The maths tell us it’s still possible. If Italy beat Costa Rica. If we beat Costa Rica. If Italy beat Uruguay. And if our goal difference is better.

But it’s a dangerous illusion.

It’s bit like a death in the family. Not close family. Someone like Uncle Bert – the one who used to do the magic tricks at Christmas. A likeable old chap. Always good to have around.

You didn’t wake up thinking about him – there was too much else going on in life. There was the leaking water pipe. The row you’d had with your friend. The prospect of the commute to work. The war in Iraq. The cost of petrol.

But if he was popping round, it gave you a lift. The prospect of a bit of fun to alleviate the gloom of everyday life.

Read more: England v Uruguay - five reasons why it all went wrong

Palpable loss

And so it is with being a football supporter. It’s not a matter of life and death – and it’s certainly not more important than that. But without it life would be that much bleaker, more monochrome.

So it becomes a passion. You do wake up thinking about it. At four o’clock this morning in my case. Seeing that header from Rooney cannon off the crossbar, wondering why Gerrard couldn’t cut out that long through ball that found Luis Suarez.
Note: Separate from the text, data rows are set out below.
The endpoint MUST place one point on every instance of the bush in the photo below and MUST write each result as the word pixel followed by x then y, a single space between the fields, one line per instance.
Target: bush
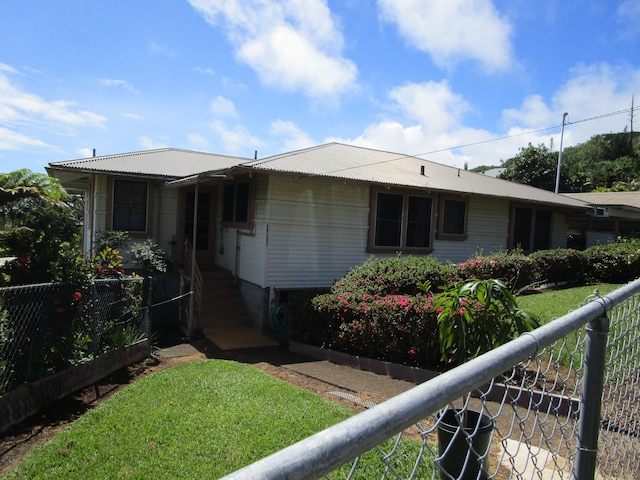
pixel 559 265
pixel 514 268
pixel 395 328
pixel 617 262
pixel 395 276
pixel 383 310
The sense of loss is palpable. There’s an empty space somewhere deep inside. Small, but still there.

Football can bring you such joy. When your team is promoted, or it wins a cup or the league. But you can’t bottle that moment. Like life, we all move on and – as Spanish fans have discovered – one year’s world champions are another year’s losers. Or another half-century’s losers in the case of England.

And as a fan you can’t actually change anything. Whatever you do, you are just a passenger, carried along on the tide of events. Taken high, brought low.

Yes, being a football fan is a form of escapism. But it’s also a life sentence. One from which, for many of us, there really is no escape.